He had none too much time.

His automatic calculator ground out the answer. The best he could do was sixty seconds at 12-Gs! That would bring him to almost-zero velocity upon contact with Ertene.

He believed that sixty seconds would be short enough to escape detection by any but an observer expecting him. The recorders, showing a streak that ended deep in Ertene's broad ocean would be suspected of recording noise-transients instead of a signal. No ship would land deep in an ocean.

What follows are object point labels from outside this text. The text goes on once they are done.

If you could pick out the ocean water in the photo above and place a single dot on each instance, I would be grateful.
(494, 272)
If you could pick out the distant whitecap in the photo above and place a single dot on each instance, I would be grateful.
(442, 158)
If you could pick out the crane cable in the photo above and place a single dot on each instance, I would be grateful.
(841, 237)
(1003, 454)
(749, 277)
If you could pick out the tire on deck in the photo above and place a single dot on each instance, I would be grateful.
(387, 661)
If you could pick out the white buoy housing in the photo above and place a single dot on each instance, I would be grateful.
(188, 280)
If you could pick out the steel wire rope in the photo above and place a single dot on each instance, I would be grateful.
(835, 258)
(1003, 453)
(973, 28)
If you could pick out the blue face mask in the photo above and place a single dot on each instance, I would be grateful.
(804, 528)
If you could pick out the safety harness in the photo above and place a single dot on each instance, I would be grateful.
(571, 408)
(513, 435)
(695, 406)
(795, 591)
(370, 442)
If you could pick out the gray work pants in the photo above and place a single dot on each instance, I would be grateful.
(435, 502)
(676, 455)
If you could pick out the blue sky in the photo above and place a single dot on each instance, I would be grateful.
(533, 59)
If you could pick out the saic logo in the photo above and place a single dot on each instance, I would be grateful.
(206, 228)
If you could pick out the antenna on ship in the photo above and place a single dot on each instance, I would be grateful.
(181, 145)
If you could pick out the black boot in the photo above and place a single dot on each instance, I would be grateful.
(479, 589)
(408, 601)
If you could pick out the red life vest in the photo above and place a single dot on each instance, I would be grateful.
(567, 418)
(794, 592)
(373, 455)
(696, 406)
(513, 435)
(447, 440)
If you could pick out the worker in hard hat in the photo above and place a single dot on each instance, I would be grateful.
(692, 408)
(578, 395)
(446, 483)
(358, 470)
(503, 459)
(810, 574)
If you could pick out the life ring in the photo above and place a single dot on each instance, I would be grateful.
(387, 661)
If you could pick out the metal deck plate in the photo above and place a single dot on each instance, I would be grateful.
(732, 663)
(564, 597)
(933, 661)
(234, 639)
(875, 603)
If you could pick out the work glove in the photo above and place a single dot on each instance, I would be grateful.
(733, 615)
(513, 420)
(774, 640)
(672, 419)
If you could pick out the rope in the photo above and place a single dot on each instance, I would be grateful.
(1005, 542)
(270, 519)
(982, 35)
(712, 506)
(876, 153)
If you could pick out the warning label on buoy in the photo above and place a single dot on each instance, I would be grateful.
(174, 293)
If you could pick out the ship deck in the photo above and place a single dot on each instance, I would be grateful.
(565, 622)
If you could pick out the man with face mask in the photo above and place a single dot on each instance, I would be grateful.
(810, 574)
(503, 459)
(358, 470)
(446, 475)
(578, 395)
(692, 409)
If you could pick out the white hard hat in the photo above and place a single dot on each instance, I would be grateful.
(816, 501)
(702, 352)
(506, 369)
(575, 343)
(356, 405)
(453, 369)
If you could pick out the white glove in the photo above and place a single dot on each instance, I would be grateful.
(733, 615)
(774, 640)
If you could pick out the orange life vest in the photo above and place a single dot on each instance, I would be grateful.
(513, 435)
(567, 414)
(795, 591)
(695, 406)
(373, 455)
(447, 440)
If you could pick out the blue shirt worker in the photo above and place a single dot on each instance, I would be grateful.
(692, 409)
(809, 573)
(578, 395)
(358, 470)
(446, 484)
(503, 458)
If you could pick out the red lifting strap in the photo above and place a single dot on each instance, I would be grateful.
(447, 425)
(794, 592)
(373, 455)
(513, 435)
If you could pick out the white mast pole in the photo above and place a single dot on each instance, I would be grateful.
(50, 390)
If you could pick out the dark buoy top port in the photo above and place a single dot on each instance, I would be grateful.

And it must be remembered that Ertinians were quite nonsuspicious, since they'd had no experience with disreputable characters for several thousands of years. They might not even have detection circuits working other than to enumerate the items that came in through the screen above. His barrier would not cause reaction with the big barrier about Ertene; it would have presented another problem of entering if it were so.

Guy sprawled in the flattened pilot's chair, took a deep breath, and then the autopilot threw on 12-Gs of deceleration. Sixty seconds later, the slowed ship splashed wide and beautifully into the ocean, and sank gently to the bottom.

And Guy spent twenty-four solid hours trying to detect the spurious responses that might emanate from a close-at-hand detector circuit.

No one came to investigate.

Running submerged, Guy went slowly across the ocean to the nearest land. He lowered the lifeship to the ocean floor beside a forbidding cliff and emerged, swimming to the beach several miles down the coast, clothed in spacesuit and bulging like a blimp with buoyant air.